Schema Evolution When the Event Log Is the Source of Truth

I spent the last few weeks moving a toy banking service from "Kafka as a bus" to "Kafka as the authoritative store". The shift looked cosmetic at first. The topics already existed. Consumers already built state from them. What changed was the retention policy: infinite. Every event became a permanent artifact. The InfoQ talk Event-Driven Patterns for Cloud-Native Banking — What Works, What Hurts? kept flagging this cost. I did not appreciate how far-reaching it was until I ran my first "safe" schema change and noticed a replay returning the wrong numbers.

This is a write-up of what I found while digging into Avro resolution rules, the Protobuf wire format, and the Confluent Schema Registry's compatibility modes. The short version: "backward compatible" is not a single property. Once the log is authoritative, I inherit every schema decision I have ever made, not just the last one.

The compatibility matrix I ended up drawing

The problem has four independent axes, not two: producer schema version, consumer schema version, retention window, and archived events older than live retention. The diagram below is the one I keep pinned while I think through a change.

Event-Log-as-Source-of-Truth Turns Schema Evolution Into a Forever Problem

With 7-day retention on a plain Kafka topic and a single producer/consumer pair, the Schema Registry default of BACKWARD feels sufficient. That default only checks that the new schema can read data written by the last schema. BACKWARD_TRANSITIVE checks across every prior version.

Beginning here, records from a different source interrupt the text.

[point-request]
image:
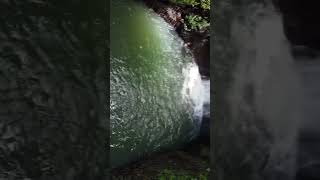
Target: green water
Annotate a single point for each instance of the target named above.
(148, 112)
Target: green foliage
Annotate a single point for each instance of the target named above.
(204, 4)
(196, 22)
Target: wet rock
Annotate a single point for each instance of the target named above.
(197, 41)
(300, 20)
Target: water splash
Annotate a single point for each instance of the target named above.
(195, 91)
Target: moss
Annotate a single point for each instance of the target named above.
(204, 4)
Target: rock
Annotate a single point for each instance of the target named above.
(197, 41)
(300, 20)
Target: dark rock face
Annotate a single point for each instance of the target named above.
(301, 21)
(197, 41)
(51, 96)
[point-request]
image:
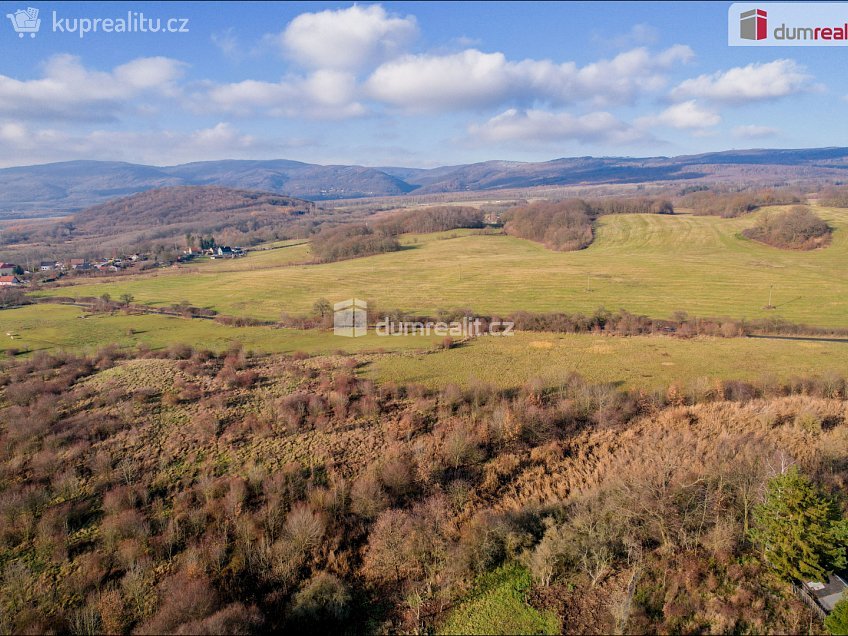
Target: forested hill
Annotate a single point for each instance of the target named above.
(55, 189)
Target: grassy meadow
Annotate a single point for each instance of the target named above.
(648, 264)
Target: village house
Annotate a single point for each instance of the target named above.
(827, 594)
(79, 264)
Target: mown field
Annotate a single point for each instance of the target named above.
(648, 264)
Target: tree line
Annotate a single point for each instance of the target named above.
(355, 240)
(568, 225)
(798, 228)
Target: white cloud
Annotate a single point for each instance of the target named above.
(325, 94)
(228, 43)
(347, 38)
(686, 115)
(471, 78)
(540, 126)
(68, 90)
(752, 131)
(754, 82)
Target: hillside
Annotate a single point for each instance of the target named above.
(651, 264)
(179, 209)
(57, 188)
(162, 217)
(188, 492)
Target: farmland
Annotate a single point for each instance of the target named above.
(650, 264)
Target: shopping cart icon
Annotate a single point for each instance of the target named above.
(25, 21)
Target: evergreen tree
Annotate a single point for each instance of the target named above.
(800, 529)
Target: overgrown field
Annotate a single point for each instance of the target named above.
(634, 362)
(51, 327)
(185, 492)
(650, 264)
(503, 362)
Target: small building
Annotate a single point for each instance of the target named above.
(79, 264)
(827, 594)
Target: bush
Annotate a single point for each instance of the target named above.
(352, 241)
(797, 228)
(562, 226)
(322, 603)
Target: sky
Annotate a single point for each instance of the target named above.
(405, 83)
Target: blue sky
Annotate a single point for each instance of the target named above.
(412, 84)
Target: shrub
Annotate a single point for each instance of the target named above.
(352, 241)
(322, 603)
(797, 228)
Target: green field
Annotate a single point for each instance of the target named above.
(648, 264)
(497, 605)
(632, 362)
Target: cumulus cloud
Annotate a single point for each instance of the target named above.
(347, 39)
(751, 83)
(471, 78)
(540, 126)
(685, 115)
(68, 90)
(324, 94)
(752, 131)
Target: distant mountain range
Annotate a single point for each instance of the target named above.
(59, 188)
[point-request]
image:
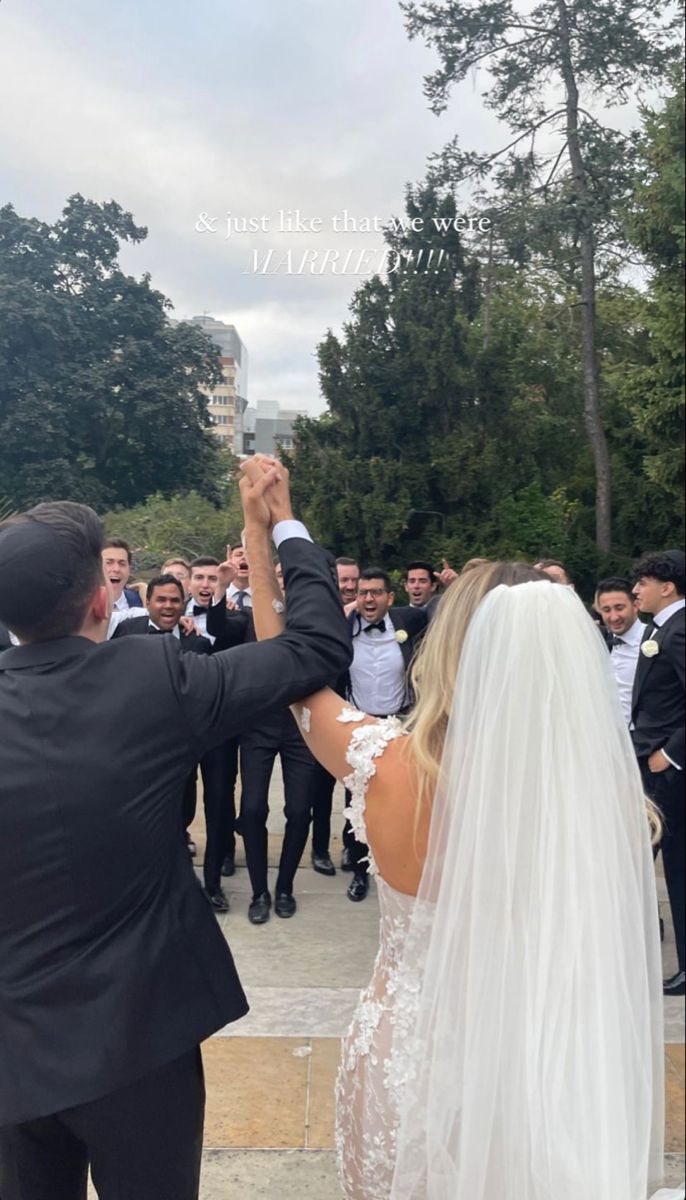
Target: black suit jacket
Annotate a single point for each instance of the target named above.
(657, 703)
(229, 628)
(140, 625)
(112, 961)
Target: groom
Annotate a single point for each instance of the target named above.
(112, 965)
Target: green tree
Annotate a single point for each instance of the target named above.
(100, 394)
(187, 525)
(540, 59)
(655, 389)
(437, 437)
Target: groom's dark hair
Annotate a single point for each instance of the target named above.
(667, 565)
(49, 568)
(614, 585)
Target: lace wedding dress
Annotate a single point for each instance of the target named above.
(510, 1043)
(371, 1078)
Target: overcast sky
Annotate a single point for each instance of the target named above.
(252, 108)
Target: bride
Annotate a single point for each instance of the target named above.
(510, 1043)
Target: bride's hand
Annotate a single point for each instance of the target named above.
(254, 485)
(278, 496)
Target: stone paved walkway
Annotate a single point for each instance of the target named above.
(270, 1077)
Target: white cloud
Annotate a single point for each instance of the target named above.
(252, 108)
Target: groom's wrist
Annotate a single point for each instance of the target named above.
(289, 528)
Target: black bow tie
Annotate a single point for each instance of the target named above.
(378, 624)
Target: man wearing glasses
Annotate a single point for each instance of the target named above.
(383, 647)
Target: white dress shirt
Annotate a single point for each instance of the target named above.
(657, 622)
(175, 631)
(233, 592)
(624, 659)
(200, 619)
(122, 613)
(378, 670)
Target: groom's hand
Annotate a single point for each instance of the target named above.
(277, 496)
(253, 486)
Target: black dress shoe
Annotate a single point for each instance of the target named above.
(675, 985)
(284, 905)
(347, 863)
(259, 909)
(217, 898)
(359, 887)
(323, 864)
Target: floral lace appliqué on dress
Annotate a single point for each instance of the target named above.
(368, 1086)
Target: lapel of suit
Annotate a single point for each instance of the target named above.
(407, 645)
(653, 634)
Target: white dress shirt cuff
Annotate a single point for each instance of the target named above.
(671, 761)
(284, 529)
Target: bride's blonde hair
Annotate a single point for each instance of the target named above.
(434, 670)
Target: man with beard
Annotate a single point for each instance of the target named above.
(383, 648)
(615, 604)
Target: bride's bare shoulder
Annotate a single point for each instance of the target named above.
(397, 821)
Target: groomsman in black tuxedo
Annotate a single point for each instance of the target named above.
(166, 601)
(112, 966)
(615, 605)
(384, 641)
(659, 723)
(275, 736)
(220, 767)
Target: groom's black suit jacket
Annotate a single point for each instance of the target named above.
(657, 702)
(112, 963)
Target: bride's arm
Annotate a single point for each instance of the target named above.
(325, 720)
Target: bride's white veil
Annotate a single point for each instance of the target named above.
(531, 1050)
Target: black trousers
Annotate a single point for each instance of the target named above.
(143, 1143)
(220, 768)
(322, 803)
(259, 748)
(666, 789)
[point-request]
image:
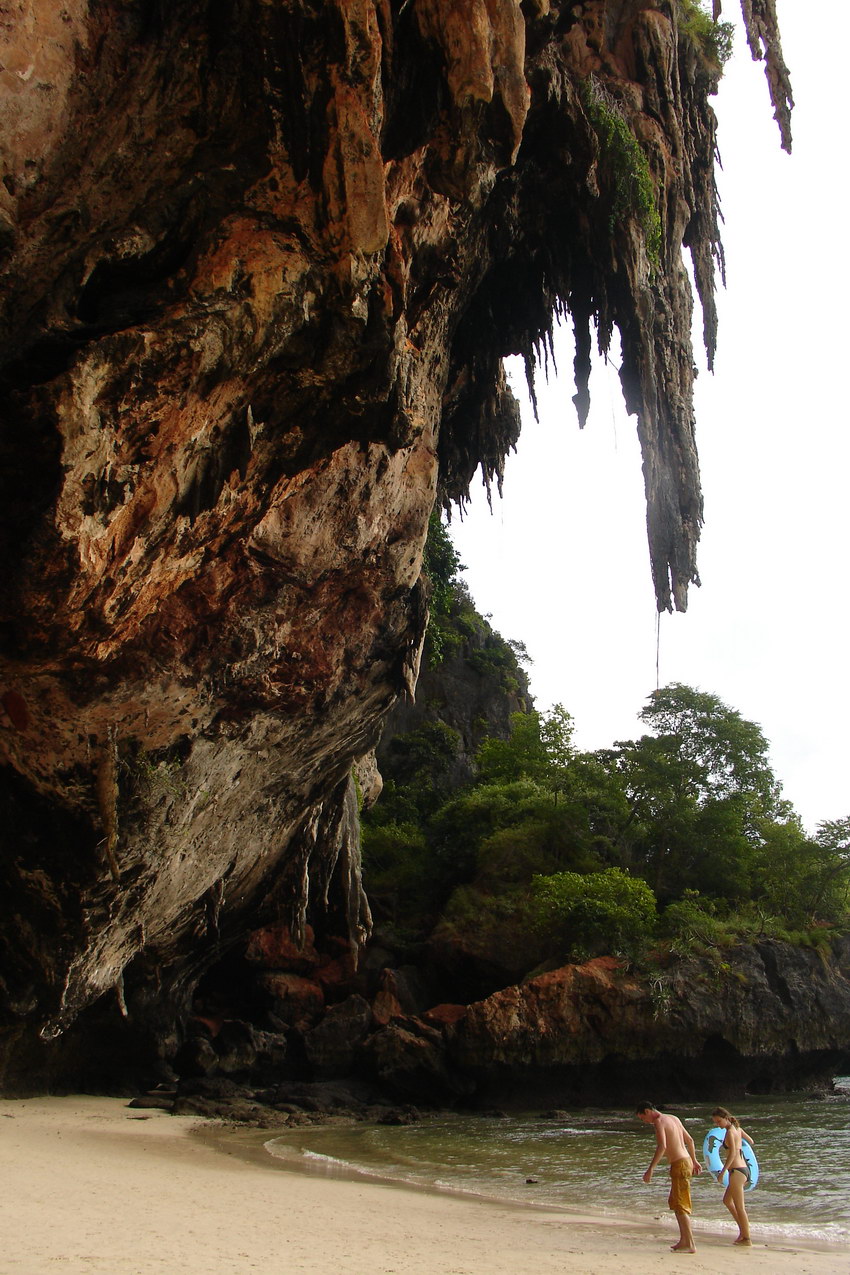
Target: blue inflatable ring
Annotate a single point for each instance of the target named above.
(713, 1157)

When the log is the source of truth, retention is effectively infinite, and archived events are not a separate bucket — they are the system of record. Every change has to be readable by every future consumer, all the way back to v1. The default BACKWARD mode is not enough; the only safe default I found was BACKWARD_TRANSITIVE, or FULL_TRANSITIVE if I also want to rewind producers. Confluent's docs are explicit about the difference: BACKWARD only validates the new schema against the immediately previous one, while BACKWARD_TRANSITIVE validates it against every schema ever registered for the subject (Confluent Schema Evolution).

That single toggle is the most important one in this post.

The rename that passed the check and silently corrupted every old record

Here is a safe-looking Avro evolution I tried. I took a Tx record with id: long and amount: int and renamed amount to amount_cents. I gave the new field a default value of 0, because that is what every tutorial does to satisfy BACKWARD.

The registry said COMPATIBLE. The producer deployed. A consumer running the new schema replayed history, and every pre-rename transaction came back with amount_cents = 0.

Here is a single-file Kotlin reproduction against Avro 1.11:

kotlin

@file:DependsOn("org.apache.avro:avro:1.11.3")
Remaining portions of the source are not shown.